Abondant dans le même sens, le directeur adjoint du Centre africain d'études et des recherches stratégiques sur le terrorisme (CAERT), Idriss Lallali, qui a co-présidé l'ouverture de ces travaux, a indiqué «que le trafic de drogue, l'enlèvement contre la rançon, l'exploitation illégale des ressources naturelles, l'extorsion, la piraterie maritime, la cybercriminalité, la contrefaçon et l'occupation de territoires» sont également synonyme de trésorerie «non négligeable» pour les terroristes. Des sources de financement qui renforcent «leur capacité à acquérir des armes sophistiquées, à recruter de nouveaux membres, à étendre leur réseau d'appui et à élargir leur champ d'opérations», explique-t-il.
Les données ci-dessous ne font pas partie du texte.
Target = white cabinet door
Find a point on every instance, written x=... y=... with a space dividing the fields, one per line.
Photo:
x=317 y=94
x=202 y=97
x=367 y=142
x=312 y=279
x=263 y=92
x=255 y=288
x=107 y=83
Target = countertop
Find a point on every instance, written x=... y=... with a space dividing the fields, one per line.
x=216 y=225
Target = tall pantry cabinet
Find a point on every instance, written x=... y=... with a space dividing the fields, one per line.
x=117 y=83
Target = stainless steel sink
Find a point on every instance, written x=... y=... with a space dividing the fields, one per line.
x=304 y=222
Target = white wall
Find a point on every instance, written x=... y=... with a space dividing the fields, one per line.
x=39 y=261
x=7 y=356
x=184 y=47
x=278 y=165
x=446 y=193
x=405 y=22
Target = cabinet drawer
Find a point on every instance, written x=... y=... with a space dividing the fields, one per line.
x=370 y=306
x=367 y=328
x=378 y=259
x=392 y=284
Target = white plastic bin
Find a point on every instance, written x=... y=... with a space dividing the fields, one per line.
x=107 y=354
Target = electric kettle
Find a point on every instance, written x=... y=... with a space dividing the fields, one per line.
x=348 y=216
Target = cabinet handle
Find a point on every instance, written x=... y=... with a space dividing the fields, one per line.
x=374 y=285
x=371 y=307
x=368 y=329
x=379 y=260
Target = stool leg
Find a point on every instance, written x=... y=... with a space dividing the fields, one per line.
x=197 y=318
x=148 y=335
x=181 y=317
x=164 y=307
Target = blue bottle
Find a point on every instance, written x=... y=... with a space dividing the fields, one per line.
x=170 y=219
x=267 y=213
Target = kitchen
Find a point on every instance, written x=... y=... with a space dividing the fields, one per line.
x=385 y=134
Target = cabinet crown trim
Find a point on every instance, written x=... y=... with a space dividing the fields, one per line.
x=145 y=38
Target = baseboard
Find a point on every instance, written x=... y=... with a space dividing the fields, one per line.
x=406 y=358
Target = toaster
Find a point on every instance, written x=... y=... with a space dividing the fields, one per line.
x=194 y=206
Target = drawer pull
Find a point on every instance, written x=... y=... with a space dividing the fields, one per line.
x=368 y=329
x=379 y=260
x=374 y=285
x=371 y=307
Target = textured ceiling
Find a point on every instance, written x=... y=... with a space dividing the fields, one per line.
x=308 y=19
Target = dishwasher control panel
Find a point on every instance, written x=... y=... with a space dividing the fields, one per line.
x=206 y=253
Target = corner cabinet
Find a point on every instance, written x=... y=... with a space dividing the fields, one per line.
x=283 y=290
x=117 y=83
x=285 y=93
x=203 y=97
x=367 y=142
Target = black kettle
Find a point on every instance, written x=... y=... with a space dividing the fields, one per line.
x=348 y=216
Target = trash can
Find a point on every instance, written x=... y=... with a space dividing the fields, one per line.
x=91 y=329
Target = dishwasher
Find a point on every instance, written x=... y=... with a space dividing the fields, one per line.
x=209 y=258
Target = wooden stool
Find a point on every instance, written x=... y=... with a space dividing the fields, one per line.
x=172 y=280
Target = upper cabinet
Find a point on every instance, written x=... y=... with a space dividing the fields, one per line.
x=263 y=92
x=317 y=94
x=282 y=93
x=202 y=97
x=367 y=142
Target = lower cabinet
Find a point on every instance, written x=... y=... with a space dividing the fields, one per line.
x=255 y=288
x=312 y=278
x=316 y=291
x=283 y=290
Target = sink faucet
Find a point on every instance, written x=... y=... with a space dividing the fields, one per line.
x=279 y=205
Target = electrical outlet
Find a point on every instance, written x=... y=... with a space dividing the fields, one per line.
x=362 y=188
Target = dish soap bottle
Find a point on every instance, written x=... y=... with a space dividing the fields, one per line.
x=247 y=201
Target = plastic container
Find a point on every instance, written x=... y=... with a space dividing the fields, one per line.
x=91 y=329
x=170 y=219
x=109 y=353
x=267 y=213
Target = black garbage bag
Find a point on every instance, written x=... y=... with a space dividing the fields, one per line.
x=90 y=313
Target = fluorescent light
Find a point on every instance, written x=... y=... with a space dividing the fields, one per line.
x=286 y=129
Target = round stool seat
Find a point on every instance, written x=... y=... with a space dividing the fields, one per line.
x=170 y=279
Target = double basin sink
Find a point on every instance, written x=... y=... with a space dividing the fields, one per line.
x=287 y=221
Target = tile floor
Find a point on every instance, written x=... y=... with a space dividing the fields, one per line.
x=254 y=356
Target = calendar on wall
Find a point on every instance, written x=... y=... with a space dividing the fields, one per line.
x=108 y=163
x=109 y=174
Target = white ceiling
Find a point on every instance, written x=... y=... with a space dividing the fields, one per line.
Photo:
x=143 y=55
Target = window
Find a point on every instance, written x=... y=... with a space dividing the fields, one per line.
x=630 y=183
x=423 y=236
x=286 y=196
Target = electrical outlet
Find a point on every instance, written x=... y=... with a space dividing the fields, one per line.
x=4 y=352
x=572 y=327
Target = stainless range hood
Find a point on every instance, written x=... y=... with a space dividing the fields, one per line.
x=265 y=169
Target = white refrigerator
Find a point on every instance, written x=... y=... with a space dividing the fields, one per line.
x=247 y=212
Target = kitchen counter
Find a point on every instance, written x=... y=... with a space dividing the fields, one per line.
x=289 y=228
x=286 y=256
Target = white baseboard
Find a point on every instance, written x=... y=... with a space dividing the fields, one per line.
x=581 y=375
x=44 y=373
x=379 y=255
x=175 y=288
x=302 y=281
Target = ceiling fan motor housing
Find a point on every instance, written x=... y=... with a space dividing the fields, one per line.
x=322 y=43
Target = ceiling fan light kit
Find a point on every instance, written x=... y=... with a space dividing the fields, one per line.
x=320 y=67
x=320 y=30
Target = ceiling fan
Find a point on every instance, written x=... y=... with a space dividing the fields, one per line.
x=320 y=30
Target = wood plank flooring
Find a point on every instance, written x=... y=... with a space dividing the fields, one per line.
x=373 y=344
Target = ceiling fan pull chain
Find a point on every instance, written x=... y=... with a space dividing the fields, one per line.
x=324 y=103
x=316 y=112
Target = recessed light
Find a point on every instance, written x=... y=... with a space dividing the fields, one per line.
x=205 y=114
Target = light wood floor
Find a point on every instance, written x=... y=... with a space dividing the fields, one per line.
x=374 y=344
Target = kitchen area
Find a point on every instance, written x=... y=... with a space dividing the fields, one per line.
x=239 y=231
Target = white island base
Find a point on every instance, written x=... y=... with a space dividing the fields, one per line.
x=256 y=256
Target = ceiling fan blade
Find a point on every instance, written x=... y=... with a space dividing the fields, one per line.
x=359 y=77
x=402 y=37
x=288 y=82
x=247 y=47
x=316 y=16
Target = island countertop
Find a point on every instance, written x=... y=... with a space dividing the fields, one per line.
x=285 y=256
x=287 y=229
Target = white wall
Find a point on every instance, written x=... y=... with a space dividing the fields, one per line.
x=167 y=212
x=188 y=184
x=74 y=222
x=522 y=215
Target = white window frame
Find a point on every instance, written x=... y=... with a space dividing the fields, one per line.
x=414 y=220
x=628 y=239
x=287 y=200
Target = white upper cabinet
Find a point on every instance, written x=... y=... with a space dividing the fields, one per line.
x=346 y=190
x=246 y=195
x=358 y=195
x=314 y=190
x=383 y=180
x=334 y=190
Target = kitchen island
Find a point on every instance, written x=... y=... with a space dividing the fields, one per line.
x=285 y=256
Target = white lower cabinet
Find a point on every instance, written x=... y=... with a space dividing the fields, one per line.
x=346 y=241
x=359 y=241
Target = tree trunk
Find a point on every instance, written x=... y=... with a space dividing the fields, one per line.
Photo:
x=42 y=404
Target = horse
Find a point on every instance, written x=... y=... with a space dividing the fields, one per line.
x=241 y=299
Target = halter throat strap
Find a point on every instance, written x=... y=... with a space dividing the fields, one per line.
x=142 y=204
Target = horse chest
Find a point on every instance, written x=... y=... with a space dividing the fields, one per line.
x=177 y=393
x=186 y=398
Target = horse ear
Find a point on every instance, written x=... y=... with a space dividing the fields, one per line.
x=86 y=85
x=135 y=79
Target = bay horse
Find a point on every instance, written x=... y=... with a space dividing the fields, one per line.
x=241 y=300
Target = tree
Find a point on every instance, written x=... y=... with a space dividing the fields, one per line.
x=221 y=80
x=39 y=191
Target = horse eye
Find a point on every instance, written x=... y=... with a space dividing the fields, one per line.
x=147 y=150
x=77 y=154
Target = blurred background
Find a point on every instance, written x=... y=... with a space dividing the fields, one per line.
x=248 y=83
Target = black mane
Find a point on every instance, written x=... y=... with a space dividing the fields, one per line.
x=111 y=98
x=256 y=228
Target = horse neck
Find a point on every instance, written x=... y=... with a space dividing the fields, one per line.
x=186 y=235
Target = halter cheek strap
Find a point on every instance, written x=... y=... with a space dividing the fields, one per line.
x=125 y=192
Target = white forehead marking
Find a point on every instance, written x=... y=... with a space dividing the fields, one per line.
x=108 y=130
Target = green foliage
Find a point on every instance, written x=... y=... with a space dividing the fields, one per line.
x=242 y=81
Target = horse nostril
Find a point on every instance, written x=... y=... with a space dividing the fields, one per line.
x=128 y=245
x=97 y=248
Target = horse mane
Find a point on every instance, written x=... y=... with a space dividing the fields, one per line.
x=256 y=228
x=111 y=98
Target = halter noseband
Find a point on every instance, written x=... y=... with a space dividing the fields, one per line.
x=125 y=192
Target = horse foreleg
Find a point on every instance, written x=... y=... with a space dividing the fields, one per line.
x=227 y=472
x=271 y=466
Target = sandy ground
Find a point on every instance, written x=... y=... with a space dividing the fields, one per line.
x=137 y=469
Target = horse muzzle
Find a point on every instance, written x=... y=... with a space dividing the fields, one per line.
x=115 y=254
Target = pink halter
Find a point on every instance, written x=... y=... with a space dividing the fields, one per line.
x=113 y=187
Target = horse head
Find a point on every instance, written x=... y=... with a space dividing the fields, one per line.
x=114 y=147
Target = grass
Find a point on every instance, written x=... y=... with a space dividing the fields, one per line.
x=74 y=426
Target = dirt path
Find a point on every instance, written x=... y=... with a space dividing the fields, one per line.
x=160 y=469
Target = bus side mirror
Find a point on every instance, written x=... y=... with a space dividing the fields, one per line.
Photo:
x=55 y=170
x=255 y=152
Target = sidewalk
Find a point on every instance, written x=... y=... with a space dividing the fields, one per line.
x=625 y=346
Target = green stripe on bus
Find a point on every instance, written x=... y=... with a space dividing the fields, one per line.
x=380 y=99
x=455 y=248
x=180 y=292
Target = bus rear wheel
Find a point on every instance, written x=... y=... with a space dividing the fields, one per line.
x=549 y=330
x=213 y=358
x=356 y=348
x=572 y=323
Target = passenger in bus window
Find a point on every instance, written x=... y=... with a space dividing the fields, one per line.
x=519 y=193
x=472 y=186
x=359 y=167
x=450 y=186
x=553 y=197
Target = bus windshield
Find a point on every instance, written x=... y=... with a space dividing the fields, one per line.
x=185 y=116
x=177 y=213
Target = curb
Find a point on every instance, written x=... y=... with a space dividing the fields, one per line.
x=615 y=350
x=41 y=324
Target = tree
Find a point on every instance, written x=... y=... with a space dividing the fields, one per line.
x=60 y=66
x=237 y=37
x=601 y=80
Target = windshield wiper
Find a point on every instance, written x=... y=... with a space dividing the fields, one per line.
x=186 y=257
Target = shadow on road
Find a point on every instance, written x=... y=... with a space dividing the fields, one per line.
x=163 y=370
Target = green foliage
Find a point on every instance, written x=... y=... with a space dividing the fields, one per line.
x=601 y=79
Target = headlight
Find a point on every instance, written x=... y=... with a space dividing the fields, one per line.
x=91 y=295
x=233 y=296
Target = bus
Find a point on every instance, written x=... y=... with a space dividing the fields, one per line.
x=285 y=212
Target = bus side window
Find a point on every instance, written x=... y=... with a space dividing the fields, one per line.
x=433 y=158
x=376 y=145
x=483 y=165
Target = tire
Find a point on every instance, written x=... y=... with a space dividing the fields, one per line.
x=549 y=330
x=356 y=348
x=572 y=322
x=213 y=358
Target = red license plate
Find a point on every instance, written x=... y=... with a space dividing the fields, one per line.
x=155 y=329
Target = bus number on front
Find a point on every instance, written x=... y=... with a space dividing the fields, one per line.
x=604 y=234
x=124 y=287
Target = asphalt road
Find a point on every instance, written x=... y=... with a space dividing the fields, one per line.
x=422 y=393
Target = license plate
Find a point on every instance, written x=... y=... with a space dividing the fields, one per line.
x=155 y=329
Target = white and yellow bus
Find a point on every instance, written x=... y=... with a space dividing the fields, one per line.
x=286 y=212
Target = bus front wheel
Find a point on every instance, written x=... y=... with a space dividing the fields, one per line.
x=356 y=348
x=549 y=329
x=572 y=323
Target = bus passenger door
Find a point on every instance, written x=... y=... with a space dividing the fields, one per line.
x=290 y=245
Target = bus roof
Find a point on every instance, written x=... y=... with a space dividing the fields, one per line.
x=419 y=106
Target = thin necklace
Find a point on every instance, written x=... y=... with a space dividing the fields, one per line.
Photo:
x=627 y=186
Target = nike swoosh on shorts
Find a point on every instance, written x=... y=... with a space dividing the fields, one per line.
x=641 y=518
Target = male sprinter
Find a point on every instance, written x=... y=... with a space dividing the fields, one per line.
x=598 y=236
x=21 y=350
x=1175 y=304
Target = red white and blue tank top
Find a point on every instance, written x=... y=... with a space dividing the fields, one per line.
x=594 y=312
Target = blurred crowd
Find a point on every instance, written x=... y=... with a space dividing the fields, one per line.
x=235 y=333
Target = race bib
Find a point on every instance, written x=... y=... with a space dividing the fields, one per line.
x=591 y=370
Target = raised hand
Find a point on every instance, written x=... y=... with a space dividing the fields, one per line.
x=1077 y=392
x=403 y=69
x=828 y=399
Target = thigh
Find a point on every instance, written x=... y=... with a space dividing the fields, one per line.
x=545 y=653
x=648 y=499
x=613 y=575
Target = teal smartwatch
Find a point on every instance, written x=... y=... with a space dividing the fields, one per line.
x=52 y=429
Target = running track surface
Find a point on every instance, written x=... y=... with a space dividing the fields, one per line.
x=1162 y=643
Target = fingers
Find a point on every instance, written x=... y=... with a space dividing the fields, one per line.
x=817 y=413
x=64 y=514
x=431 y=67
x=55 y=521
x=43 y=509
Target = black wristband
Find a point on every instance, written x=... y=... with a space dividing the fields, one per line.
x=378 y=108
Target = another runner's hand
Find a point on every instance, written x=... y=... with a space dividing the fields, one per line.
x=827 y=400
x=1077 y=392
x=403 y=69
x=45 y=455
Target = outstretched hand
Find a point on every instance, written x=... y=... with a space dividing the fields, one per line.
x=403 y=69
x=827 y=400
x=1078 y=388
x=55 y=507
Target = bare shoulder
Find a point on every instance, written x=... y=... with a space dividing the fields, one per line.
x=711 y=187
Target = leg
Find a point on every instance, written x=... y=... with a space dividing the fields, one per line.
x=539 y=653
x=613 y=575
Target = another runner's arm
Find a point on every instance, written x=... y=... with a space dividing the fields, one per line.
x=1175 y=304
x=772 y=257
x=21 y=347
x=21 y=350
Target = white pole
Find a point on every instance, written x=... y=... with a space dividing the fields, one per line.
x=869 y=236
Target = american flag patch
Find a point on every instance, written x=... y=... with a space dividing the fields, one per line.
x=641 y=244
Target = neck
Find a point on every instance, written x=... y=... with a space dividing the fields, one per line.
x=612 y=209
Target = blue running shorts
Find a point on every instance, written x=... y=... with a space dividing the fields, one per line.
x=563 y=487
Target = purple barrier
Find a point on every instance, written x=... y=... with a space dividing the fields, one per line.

Quant aux méthodes de lutte, Messahel a soutenu la «nécessité d'évaluer ensemble l'efficacité, à la fois, des stratégies mises en œuvre à ce jour et du cadre normatif et des instruments internationaux, régionaux et nationaux dont disposent actuellement les pays africains et la communauté internationale».

Pour cela, le ministre des AE a mis en avant la promotion d'«une meilleure coopération multiforme» entre les pays africains applicable aussi au niveau régional et international «notamment aux plans juridique, judiciaire, policier, financier». L'aspect financier dans le nouveau paysage djihadiste en Afrique a fait que «l'intéressement financier remplace de plus en plus la conviction idéologique dans les processus et campagnes de recrutement menés par les groupes terroristes», a encore affirmé Messahel.